Aberrant activation of FGFR signaling promotes cancer cell proliferation and tumor growth. Targeting FGFR2/3 selectively may alleviate FGFR1-dependent hyperphosphatemia and could provide better efficacy. Here, we evaluated the safety and pharmacokinetics of a selective and potent FGFR2/3 inhibitor ABSK061 in advanced solid tumors in a phase 1 open-label study (NCT05244551).

Methods

As of November 2023, a total of 28 patients with advanced solid tumors were enrolled in the escalation part of the study. These patients were treated with ABSK061 twice daily (5mg-100mg BID) or once daily (150mg QD) in 28-day cycles. 75mg BID and 150mg QD were selected to explore the recommended doses for expansion.

Results

Among the 28 patients, the mean age was 53.5 years with 54% males. When comparing 150mg QD with 75mg BID, 150mg QD resulted in ∼50% higher C_max,ss, ∼50% lower C_trough,ss and similar AUC_0-24h,ss. No dose-limiting toxicity was observed. The most common treatment-related adverse events (TRAEs) (≥15%) included alanine aminotransferase (ALT) increase, aspartate aminotransferase (AST) increase, and anaemia. Grade ≥3 TRAE was reported in 5 patients, including anaemia, ALT increase, AST increase, bilirubin conjugated increase, blood bilirubin increase, gamma-glutamyltransferase increase, and pulmonary embolism. Hyperphosphatemia was reported in only 11% (3/28) of patients, and all were grade 1. One patient on 75mg BID experienced pulmonary embolism with a prior history, discerned as an unlikely related serious adverse event (SAE) by the investigators. Among the 5 patients with prior treatments and FGFR2 fusion/amplification or FGFR3 fusion, 2 achieved partial response (PR) and 2 achieved stable disease (SD). Objective response rate was 40%. All 4 patients are continuing treatment. Disease control rate was 80%. PR was observed in non-small cell lung cancer (FGFR2 fusion) and urothelial carcinoma (FGFR3 fusion).

Conclusions

This study demonstrated the anti-tumor activity of ABSK061 in patients with FGFR2/3 alterations and its favorable safety profile, which warrants further investigation.

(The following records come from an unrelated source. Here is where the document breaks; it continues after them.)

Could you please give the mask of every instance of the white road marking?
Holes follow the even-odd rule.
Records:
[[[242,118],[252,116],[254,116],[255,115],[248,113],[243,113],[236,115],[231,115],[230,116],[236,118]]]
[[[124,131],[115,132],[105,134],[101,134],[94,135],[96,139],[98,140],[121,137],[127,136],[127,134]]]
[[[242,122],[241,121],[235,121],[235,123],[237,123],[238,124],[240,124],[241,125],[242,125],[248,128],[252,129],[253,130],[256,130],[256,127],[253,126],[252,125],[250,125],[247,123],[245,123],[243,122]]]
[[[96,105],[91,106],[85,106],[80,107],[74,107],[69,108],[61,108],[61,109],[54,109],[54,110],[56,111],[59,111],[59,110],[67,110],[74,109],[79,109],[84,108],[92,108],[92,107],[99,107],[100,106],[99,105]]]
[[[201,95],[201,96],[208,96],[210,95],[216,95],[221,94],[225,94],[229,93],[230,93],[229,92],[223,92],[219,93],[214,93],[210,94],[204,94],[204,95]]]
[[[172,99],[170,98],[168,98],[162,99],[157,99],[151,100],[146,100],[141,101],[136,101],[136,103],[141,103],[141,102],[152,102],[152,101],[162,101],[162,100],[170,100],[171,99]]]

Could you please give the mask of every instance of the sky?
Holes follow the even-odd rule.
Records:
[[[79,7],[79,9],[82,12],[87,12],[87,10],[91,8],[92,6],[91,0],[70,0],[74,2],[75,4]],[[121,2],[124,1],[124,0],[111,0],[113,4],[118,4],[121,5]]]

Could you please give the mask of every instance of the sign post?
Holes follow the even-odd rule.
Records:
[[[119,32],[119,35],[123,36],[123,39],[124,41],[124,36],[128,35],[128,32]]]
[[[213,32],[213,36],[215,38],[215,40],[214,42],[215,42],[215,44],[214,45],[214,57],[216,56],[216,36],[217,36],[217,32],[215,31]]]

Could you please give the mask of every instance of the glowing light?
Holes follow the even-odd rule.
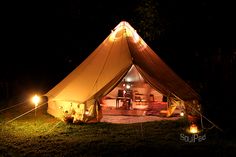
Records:
[[[189,128],[189,132],[192,133],[192,134],[198,133],[197,125],[196,124],[191,124],[190,128]]]
[[[125,90],[123,90],[123,94],[125,94],[126,93],[126,91]]]
[[[40,97],[37,94],[35,94],[32,98],[32,102],[35,104],[35,107],[37,107],[40,102]]]
[[[89,111],[88,110],[85,111],[85,115],[89,115]]]
[[[127,81],[127,82],[131,82],[132,80],[131,80],[130,77],[128,77],[128,78],[126,78],[126,81]]]
[[[130,89],[130,87],[131,87],[131,86],[130,86],[129,84],[126,85],[126,89]]]

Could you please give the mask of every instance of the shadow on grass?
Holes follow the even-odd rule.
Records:
[[[1,156],[234,156],[234,138],[216,129],[189,142],[186,120],[136,124],[66,124],[45,112],[1,124]],[[181,135],[184,136],[181,137]]]

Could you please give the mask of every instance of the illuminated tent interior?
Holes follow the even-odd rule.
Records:
[[[100,121],[102,108],[114,106],[119,89],[127,88],[128,83],[132,99],[125,101],[134,104],[129,109],[145,108],[145,105],[137,107],[140,102],[162,102],[163,96],[168,102],[182,104],[185,112],[189,112],[188,106],[199,107],[198,94],[158,57],[128,22],[122,21],[77,68],[45,94],[47,111],[62,120]]]

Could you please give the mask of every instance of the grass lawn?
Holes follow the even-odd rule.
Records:
[[[0,156],[236,156],[235,138],[211,129],[193,140],[184,119],[75,125],[53,118],[44,107],[36,117],[31,112],[6,123],[20,111],[0,113]]]

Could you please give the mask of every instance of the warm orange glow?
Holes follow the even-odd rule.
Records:
[[[125,21],[120,22],[111,31],[109,40],[114,41],[115,39],[121,37],[122,35],[119,33],[121,33],[122,35],[125,33],[127,37],[132,37],[135,43],[138,43],[141,39],[138,33],[136,32],[136,30],[133,27],[131,27],[128,22],[125,22]]]
[[[191,124],[190,128],[189,128],[189,132],[192,133],[192,134],[198,133],[197,125],[196,124]]]
[[[181,117],[183,117],[183,116],[184,116],[184,112],[181,111],[179,115],[180,115]]]
[[[85,115],[89,115],[89,111],[88,110],[85,111]]]
[[[40,102],[40,97],[37,95],[37,94],[35,94],[34,96],[33,96],[33,98],[32,98],[32,102],[35,104],[35,106],[37,107],[38,106],[38,104],[39,104],[39,102]]]
[[[131,86],[130,86],[129,84],[126,85],[126,89],[130,89],[130,87],[131,87]]]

Clinical trial identification

NCT05244551.

Editorial acknowledgement

Legal entity responsible for the study

Abbisko Therapeutics Co., Ltd.

Funding

Abbisko Therapeutics Co., Ltd.

Disclosure

Z. Wang, Z. Zhang, P. Zhang, Y. Wang, J. Zhang: Other, Personal, Full or part-time Employment: Abbisko Therapeutics Co. Ltd. All other authors have declared no conflicts of interest.